NVIDIA / aistore

AIStore: scalable storage for AI applications
https://aistore.nvidia.com
MIT License
1.23k stars 164 forks source link

Query on aistore.pytorch.Dataset #95

Closed KavyaPuranik closed 2 years ago

KavyaPuranik commented 2 years ago

Hi,

I'm following this doc to train Imagenet Dataset: https://github.com/NVIDIA/aistore/blob/cc6e029721ef159f3df516ec9f8e3065ef6ac54d/docs/_posts/2021-10-22-ais-etl-2.md

I've a query specifically related to this part. train_loader = torch.utils.data.DataLoader( aistore.pytorch.Dataset( "http://aistore-sample-proxy:51080", # AIS IP address or hostname Bck("imagenet"), prefix="train/", transform_id="my-first-etl", transform_filter=lambda object_name: object_name.endswith('.jpg'), ), batch_size=args.batch_size, shuffle=True, num_workers=args.workers, pin_memory=True)
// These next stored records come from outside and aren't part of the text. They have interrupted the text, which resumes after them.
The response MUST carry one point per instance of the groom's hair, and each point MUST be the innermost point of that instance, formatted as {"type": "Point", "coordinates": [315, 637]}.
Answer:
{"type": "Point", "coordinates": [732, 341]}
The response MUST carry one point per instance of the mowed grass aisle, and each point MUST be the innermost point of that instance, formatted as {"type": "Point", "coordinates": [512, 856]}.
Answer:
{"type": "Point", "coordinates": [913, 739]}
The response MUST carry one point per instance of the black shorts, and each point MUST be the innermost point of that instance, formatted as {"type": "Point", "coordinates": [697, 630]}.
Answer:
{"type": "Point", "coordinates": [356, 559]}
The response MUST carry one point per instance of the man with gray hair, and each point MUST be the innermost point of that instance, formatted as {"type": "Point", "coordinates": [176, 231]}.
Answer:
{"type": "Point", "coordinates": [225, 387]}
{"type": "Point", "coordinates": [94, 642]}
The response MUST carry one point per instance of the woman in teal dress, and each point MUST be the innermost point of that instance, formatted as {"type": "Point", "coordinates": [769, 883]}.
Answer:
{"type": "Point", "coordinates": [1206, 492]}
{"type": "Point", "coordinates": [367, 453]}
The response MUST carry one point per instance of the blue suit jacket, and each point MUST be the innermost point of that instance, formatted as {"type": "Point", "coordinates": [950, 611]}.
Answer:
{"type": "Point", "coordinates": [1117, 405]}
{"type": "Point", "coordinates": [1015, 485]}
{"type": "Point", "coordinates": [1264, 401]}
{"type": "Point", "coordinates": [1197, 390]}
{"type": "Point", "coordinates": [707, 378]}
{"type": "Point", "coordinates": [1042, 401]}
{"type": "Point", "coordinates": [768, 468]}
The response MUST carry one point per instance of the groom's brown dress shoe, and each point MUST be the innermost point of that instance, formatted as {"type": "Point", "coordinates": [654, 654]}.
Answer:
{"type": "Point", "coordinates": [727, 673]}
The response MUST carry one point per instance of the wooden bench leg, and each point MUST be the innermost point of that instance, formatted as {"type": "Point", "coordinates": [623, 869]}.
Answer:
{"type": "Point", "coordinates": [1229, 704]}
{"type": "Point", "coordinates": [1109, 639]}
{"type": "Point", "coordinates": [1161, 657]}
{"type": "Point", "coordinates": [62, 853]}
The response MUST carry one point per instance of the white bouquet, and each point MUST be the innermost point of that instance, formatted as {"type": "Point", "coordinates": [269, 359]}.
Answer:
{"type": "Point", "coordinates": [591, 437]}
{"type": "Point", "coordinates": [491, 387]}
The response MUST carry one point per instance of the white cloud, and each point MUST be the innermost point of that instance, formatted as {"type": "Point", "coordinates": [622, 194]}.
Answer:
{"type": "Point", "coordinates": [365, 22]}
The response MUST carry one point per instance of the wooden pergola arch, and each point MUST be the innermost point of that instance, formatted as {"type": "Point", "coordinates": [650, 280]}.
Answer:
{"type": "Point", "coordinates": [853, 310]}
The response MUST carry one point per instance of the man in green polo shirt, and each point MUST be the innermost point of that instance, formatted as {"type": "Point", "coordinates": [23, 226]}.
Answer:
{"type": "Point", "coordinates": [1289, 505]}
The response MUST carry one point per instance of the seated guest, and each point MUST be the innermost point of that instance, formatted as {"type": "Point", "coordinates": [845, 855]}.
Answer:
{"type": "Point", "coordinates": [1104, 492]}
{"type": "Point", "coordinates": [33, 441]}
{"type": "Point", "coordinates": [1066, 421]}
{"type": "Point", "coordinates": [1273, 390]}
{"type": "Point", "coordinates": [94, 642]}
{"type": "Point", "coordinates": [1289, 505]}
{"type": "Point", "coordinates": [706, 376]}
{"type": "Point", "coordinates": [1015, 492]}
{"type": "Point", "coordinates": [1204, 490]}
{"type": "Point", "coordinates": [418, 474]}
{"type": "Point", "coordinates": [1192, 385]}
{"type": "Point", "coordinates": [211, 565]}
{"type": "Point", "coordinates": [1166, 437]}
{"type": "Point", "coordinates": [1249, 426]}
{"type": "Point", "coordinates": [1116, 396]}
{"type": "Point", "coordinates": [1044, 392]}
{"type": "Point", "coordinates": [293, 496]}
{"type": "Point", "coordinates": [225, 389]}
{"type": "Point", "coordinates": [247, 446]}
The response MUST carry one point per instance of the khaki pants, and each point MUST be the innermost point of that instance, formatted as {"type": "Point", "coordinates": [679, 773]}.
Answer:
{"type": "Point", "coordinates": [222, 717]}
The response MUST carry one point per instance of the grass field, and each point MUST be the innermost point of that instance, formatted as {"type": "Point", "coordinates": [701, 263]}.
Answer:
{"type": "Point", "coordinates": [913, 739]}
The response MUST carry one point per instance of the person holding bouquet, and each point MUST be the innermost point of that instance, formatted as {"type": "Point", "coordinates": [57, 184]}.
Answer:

I see a type error, when I try to use it as is in the training code. pydantic.main.BaseModel.__init__ TypeError: __init__() takes exactly 1 positional argument (2 given) Do you any insights on how to mitigate this error?

Also I found that the implementation of aistore.pytorch.Dataset is present in one of the development branch(post-3).

gaikwadabhishek commented 2 years ago

Hi Kavya, I see you were trying to use the AIS implementation of Dataset. The team is working on this right now and we have created AISFileLister and AISFileLoader in aistore.pytorch. PyTorch is encouraging to use DataPipes now instead of Datasets. But if you need a good implementation of AISDataset, maybe you can explain your example or use case to us and we can create something which you can use.

gaikwadabhishek commented 2 years ago

Check this https://github.com/NVIDIA/aistore/blob/master/sdk/python/aistore/pytorch/aisio.py

KavyaPuranik commented 2 years ago

Hi,

I was able to resolve the issue by making use of webdataset. I'll try out the fileloader approach as well.

I have couple of other queries related to aistore etl. I have a usecase where in I'm trying to offload the dataset preprocessing part to etl. Will you be able to provide support for etl in the python client?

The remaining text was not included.